In order to evaluate the effect of removing indan from the feed, a portion of the above feedstock was fractionally distilled to remove indan to non-detectable levels; the total content of C9 + hydrocarbons was reduced to about 0.40 mass-%. The thus-generated indan-depleted paraffinic intermediate is referenced as "Feed B."
Feed A and Feed B as described in Example III were processed in sequence by aromatization, using a catalyst comprising 0.82 mass-% platinum on silica-bound L-zeolite. Processing conditions were: pressure of about 800 kPa, 1.3 liquid hourly space velocity and 3.0 molar hydrogen to hydrocarbon ratio. Temperature during the pilot-plant run was adjusted to maintain about 58 mass-% conversion of the feed.
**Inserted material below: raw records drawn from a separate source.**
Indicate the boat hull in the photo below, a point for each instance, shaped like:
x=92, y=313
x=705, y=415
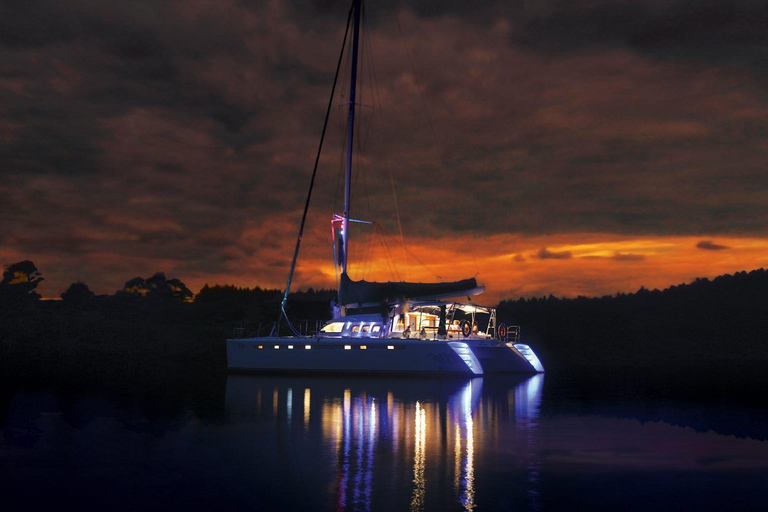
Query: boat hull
x=329, y=355
x=388, y=355
x=505, y=358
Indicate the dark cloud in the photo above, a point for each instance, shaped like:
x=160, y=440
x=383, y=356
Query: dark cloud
x=708, y=245
x=174, y=131
x=546, y=254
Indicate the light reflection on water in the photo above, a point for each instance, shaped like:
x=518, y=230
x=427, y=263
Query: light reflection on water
x=381, y=429
x=286, y=443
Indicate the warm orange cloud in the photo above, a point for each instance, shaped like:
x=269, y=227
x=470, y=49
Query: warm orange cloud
x=509, y=266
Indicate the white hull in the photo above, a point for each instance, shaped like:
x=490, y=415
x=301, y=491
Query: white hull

The results of the pilot-plant run are shown in FIG. 3. Feed A was processed, after an initial run-in period, from a catalyst life of about 2 to 41/2 barrels per pound. An unrelated feedstock was processed up to 8 barrels per pound, at which time Feed B was processed from about 8 to 101/2 barrels per pound.
FIG. 3 shows more rapid deactivation of the catalyst, as indicated by the temperature requirement to maintain 58 mass-% conversion, when processing Feed A than when processing Feed B. The measured deactivation rates were 0.60° C. per day when processing Feed A and 0.25° C. per day when processing Feed B.
Product indan contents were 0.045 mass-% when processing Feed A and 0.008 mass-% when processing Feed B.